Would you say somebody hated finance if they refused to work for a loan shark
who kneecapped people for paying late? The porn industry sells a pretty
disgusting version of sex and a really sad vision of what women are good for.
You can excuse anything by saying they're just roles that some people like to
play, that none of the apparent symbolism in porn actually means anything,
that the only sides that can be taken are for prudery and against it, that
criticism of any portrayal of sex reflects a desire to suppress and control
women's sexuality, that nobody's desires should be stigmatized, but....

But the fact remains that 95% of porn presents a pathological and misogynistic
caricature of sex, and the other 5% is iffy at best.
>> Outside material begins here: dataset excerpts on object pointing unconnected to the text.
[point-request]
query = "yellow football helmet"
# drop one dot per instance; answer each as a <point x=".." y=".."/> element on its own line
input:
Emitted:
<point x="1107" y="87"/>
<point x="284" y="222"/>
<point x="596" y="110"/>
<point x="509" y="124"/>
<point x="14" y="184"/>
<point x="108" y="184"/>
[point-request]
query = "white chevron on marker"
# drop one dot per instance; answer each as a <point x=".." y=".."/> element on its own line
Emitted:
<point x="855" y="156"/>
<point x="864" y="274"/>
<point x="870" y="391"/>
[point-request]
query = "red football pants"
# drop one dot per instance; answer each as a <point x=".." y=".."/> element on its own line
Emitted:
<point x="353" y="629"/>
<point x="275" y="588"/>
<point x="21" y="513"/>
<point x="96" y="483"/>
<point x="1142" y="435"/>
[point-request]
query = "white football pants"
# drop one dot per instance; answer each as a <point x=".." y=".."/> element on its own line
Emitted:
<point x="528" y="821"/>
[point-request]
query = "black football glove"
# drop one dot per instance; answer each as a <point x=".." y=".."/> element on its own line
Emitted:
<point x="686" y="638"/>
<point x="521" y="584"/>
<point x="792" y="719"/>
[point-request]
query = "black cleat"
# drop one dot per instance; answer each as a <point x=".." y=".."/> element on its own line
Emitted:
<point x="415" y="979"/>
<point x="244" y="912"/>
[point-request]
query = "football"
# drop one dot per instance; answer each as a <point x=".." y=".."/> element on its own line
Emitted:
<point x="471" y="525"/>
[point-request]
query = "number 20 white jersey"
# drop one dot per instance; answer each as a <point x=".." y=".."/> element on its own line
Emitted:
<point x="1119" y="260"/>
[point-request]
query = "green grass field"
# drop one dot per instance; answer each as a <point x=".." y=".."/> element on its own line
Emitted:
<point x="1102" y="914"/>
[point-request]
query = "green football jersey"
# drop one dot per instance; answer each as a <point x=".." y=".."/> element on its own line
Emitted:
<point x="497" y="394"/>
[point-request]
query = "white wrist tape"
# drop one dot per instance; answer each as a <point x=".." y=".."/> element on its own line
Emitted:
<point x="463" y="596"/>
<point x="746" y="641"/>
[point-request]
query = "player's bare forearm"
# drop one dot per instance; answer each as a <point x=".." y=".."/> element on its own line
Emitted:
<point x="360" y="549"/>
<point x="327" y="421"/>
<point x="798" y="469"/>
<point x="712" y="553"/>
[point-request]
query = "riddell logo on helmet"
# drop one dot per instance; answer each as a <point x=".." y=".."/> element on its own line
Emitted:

I've watched more than my
share of porn, always with the idea that I was looking for good, sex-positive
porn. Eventually I realized that I would never find it at any mainstream
outlet, like the local adult stores and commercial web sites. (Now I have a
better idea of where I would look for that stuff, but I haven't bothered.)

Porn doesn't _have_ to be bad, not for any reason I know if. It just is (which
suggests that there is some reason I don't know about.) The porn we actually
have -- as distinct from the ideal porn we _could_ have -- is just the flip
side of prudery, a fulfillment of the ignorance, frustration, and sexual
neuroses that prudery creates.

Those cartoon avatars are an excellent example. They can be excused as
exceptions -- just one way some women enjoy sexualizing themselves, just one-
dimensional fantasies that no man would connect with the real world, just a
few characters whose existence leaves plenty of room for other forms of female
sexuality -- but that ignores the fact that they are entirely typical of the
adult industry and freakishly different from the way most women want to dress,
act, and be perceived.

I don't have any problems with individual women whose sexual identity is such
that they enjoy playing the roles depicted in the porn I loath -- no matter
how their sexuality came about -- they are worthy of respect. However,
attempting to celebrate and normalize sexual identities that most women find
degrading, for a variety of selfish reasons but not least _because_ most women
find them degrading, is reprehensible. The adult industry IS scummy, and
anyone working in it should be ashamed, unless they are careful to work only
with the small, practically invisible minority of products that aren't
degrading.